Chalk One Up for the Good Guys

Yesterday was a great day for America and for the war on terror. I expect that I am not the only person whose internal monologue chanted "USA! USA!" when news of Bin Laden's death came across the wire last night.

On September 11, 2001, I remember rolling out of bed around 9:00am and realizing that I had slept through my 8:00-9:30 Tuesday/Thursday class. After I scrambled to get dressed with the hope of avoiding going 0-2 in attendance at my morning classes, I ran into my next door neighbor as he headed to the trash chute. "Can you believe this shit?" he asked. "Huh?" I mumbled. "These terrorist attacks. It's crazy." I went back inside, turned on the TV, and wrote off the rest of the day.

With the more recent devastation of Hurricane Katrina, we New Orleanians sometimes forget the enormous impact that 9/11 had on our local way of life. Sure, we easily recognize the longer lines at the airport and rising prices at the pump that the rest of the country and the world were experiencing. But ask any restaurateur, and they will tell you that the tourism industry - one of New Orleans' largest employers and generators of tax revenue - was brought to its knees in the months after September 11, 2001. The good times were most certainly not rolling.

I often listen to people more intelligent than me say that the greatest tragedy in the war on terror is the loss of our prized American freedoms. But for those of who lost friends and loved ones on 9/11 and the resulting military campaign, even greater grief may be found in those unfulfilled memories that never were. As Brett Anderson so eloquently wrote back in 2001, we must not let loss and despair hold back our daily lives and celebrations. Because if we do, then the terrorists have succeeded.

Yesterday was a great day for America.
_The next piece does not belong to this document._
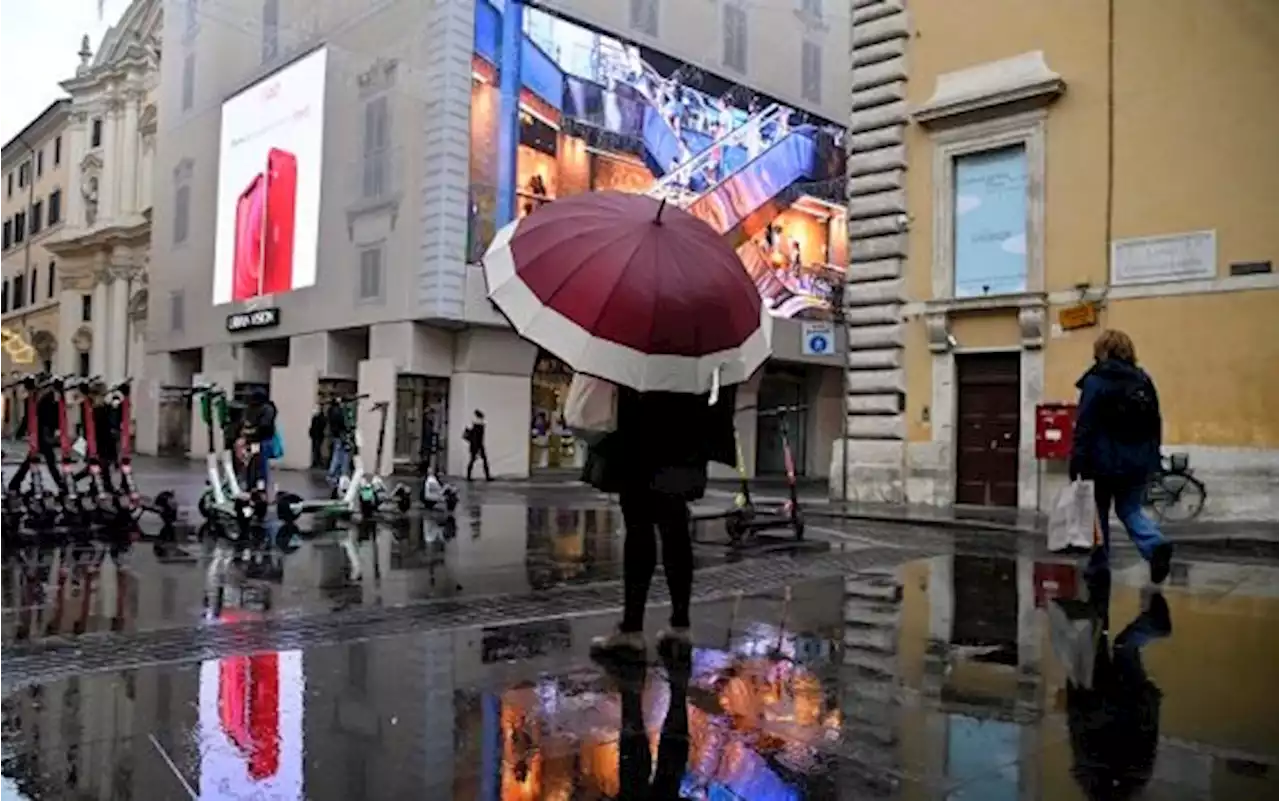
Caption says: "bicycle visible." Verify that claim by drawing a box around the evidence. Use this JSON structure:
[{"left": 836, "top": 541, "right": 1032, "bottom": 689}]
[{"left": 1143, "top": 453, "right": 1206, "bottom": 523}]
It took nearly 10 years, but revenge is a dish best served cold.


Double Chin said...

Well said my man. Well said.

fmcgmccllc said...

We had reservation to fly in the weekend after 9/11 and no planes, did not make it down for another year. Also had reservations for the weekend of Katrina, however that time we made it down for Thanksgiving.

Agree with the well said.

Anonymous said...

I'm not sure shooting unarmed people in the head is the sort of justice I'm proud of -- after all we are the good guys. I'd have preferred apprehension and trial.